Some days after sunburn, people with naturally fair skin may have flaking in the burned areas. Certain itching may happen and the peeled areas are even more delicate to sunburn for some weeks.
Weakness to sunburns is amplified in people with:
- Fair skin
- Light-colored hair
People use certain medications that heave the skin’s sensitivity to sunburn, such as NSAIDs, quinolones, tetracycline, psoralens, thiazides, furosemide, amiodarone, and the phenothiazine.
To treat or ease the sunburn distress:
- Apply a cold compress to the affected area(s).
- Take aspirin or acetaminophen instantly after sun exposure to relieve sunburn uneasiness and inflammation.
- Apply a cooling gel or ointment containing aloe Vera to the sunburned area or areas.
- Avoid additional sun exposure till the uneasiness resolves.
- In cases of severe sunburn or sunstroke, see your doctor instantly.
Photosensitivity / Sun allergy(Sun reaction)
Most people’s skin will burn if there is ample ultraviolet radiation exposure.
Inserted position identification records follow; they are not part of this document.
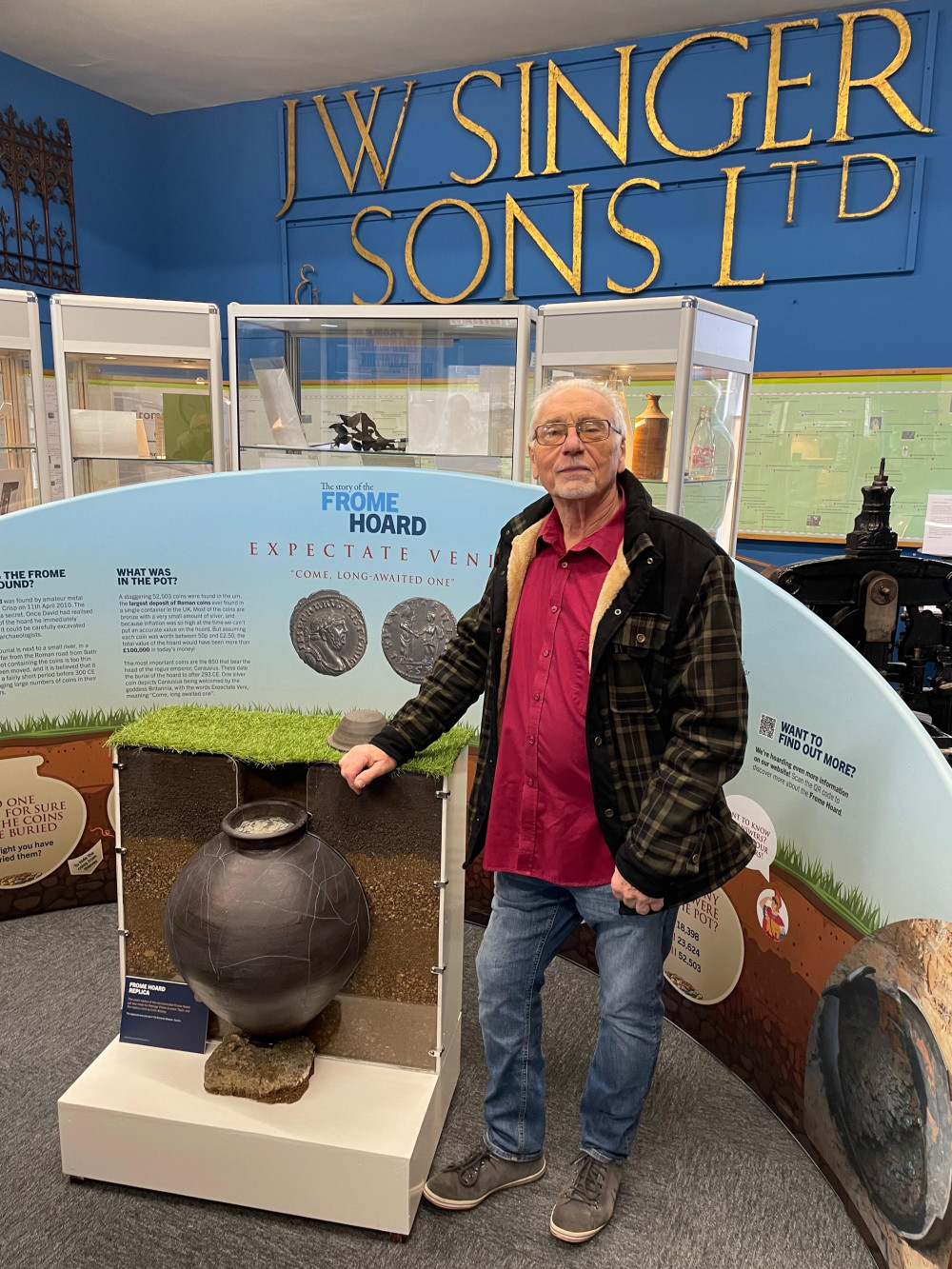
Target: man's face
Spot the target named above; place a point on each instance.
(577, 469)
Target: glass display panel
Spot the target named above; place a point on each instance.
(815, 439)
(411, 392)
(714, 441)
(714, 433)
(636, 385)
(137, 419)
(19, 473)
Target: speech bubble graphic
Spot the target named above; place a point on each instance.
(707, 951)
(754, 820)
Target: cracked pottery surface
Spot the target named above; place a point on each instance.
(267, 929)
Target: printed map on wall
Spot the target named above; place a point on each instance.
(814, 442)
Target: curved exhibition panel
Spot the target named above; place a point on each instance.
(821, 974)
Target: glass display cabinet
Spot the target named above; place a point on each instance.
(25, 460)
(381, 385)
(139, 389)
(684, 369)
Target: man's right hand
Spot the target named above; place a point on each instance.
(365, 763)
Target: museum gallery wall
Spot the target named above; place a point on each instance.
(734, 164)
(202, 190)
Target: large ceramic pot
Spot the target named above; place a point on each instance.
(266, 922)
(887, 1088)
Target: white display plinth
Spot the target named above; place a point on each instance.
(356, 1149)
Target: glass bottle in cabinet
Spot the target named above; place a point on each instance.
(677, 357)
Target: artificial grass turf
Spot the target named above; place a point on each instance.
(852, 903)
(267, 736)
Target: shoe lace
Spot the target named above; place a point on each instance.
(468, 1169)
(589, 1180)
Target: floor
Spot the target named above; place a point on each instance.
(715, 1180)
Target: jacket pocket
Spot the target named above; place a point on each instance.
(635, 669)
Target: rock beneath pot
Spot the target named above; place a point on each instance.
(265, 1073)
(326, 1025)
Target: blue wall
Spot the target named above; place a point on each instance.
(114, 174)
(848, 294)
(183, 206)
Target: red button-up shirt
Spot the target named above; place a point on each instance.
(543, 818)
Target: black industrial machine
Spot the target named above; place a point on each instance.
(894, 608)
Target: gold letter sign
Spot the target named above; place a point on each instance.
(484, 133)
(879, 81)
(513, 213)
(651, 91)
(364, 127)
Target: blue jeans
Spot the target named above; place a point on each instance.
(528, 924)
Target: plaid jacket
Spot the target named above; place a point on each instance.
(666, 708)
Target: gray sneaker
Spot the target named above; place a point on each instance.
(586, 1203)
(465, 1184)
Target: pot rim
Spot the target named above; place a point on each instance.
(295, 812)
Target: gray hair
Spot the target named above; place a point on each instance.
(613, 401)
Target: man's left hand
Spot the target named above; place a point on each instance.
(631, 898)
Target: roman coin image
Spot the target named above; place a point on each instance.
(415, 631)
(329, 632)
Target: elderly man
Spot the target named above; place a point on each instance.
(607, 644)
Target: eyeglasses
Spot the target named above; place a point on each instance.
(590, 430)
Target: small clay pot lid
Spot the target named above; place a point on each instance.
(356, 727)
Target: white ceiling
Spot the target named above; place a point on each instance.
(174, 54)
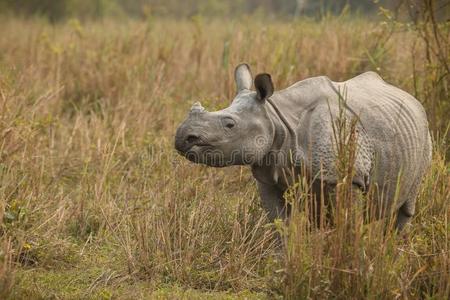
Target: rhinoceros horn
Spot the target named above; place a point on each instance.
(197, 107)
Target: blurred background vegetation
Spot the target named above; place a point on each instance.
(87, 9)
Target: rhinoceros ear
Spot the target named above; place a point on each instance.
(264, 86)
(243, 77)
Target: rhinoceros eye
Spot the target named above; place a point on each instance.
(228, 122)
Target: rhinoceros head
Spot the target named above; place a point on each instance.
(239, 134)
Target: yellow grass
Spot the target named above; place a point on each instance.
(95, 202)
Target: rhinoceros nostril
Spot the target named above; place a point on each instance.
(192, 139)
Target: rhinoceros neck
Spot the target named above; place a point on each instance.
(285, 142)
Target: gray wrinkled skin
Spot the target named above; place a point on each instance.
(278, 133)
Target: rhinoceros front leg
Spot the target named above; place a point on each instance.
(272, 201)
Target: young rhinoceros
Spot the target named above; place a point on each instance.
(279, 133)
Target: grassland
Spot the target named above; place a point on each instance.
(95, 203)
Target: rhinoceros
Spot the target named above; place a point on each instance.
(280, 133)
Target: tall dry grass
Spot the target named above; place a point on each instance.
(96, 203)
Still, some people burn mainly easily or develop exaggerated skin reactions to sunlight. This state is called photosensitivity. People often call this a sun allergy.
Photosensitivity people have an immunological light response, most frequently sunlight. They can break out in a rash when sunlight exposed. The exposure amount required to cause a reaction differs from person to person. Certain people with photosensitivity are also affected by indoor fluorescent lighting.
Photosensitivity has been associated to:
- Chemicals, fragrances, or plants contact.
- Medicines that are taken inside.
- Autoimmune diseases such as lupus erythematosus.
- Porphyria, a metabolic disorder that is sometimes hereditary.
Photosensitivity symptoms may comprise a pink or red skin rash with blotchy blisters, scaly patches, or raised spots on areas directly exposed to the sun. Itching and burning may occur and the rash may last for several days. In some people, the reaction to sunlight gradually becomes less with subsequent exposures.
Certain photosensitivity types may respond to specific treatments such as oral beta-carotene, steroids, or other medications.
Polymorphous Light Eruption
Condition in which skin rashes develop after fairly partial sun exposure is Polymorphic light eruption (PMLE). PMLE usually affects females between the ages of 20 and 40. The condition also can affect children and less commonly, men.
The word ‘polymorphic’ denotes to the point that the rash can take many forms. A common kind of PMLE looks like pink or red raised spots groups on the arms. Further areas, comprising the legs and chest, also may be affected. At times the rash has blisters and bigger dry, red spots. The rash is supplemented by a burning or itching that can last for some days.
In severe circumstances, a doctor may commend oral steroids to treat PMLE. Sometimes, a drug used to treat skin conditions, Hydroxychloroquine is recommended.
Skin Care Tips
To shield your skin from the sun, contemplate these tips:
- Shun the sun during peak hours.
- Dress rationally.
- Evade deliberate sunbathing, as well as tanning beds.
- Use a sunscreen of at least 30 SPF even on cloudy days. Sunscreens ought to be applied about 20 minutes before going outdoors.
Picking a Sunscreen
Diverse sunscreens are suitable for various people. For children under 6 months old, the best choice is to keep them out of the sun, if likely.
People with dark skin would value from sunscreen with an SPF (Sun Protection Factor) of at least 30. Sunscreens with SPF numbers higher than 30 may benefit people who want to minimize their exposure to the sun, especially people who are fair-skinned.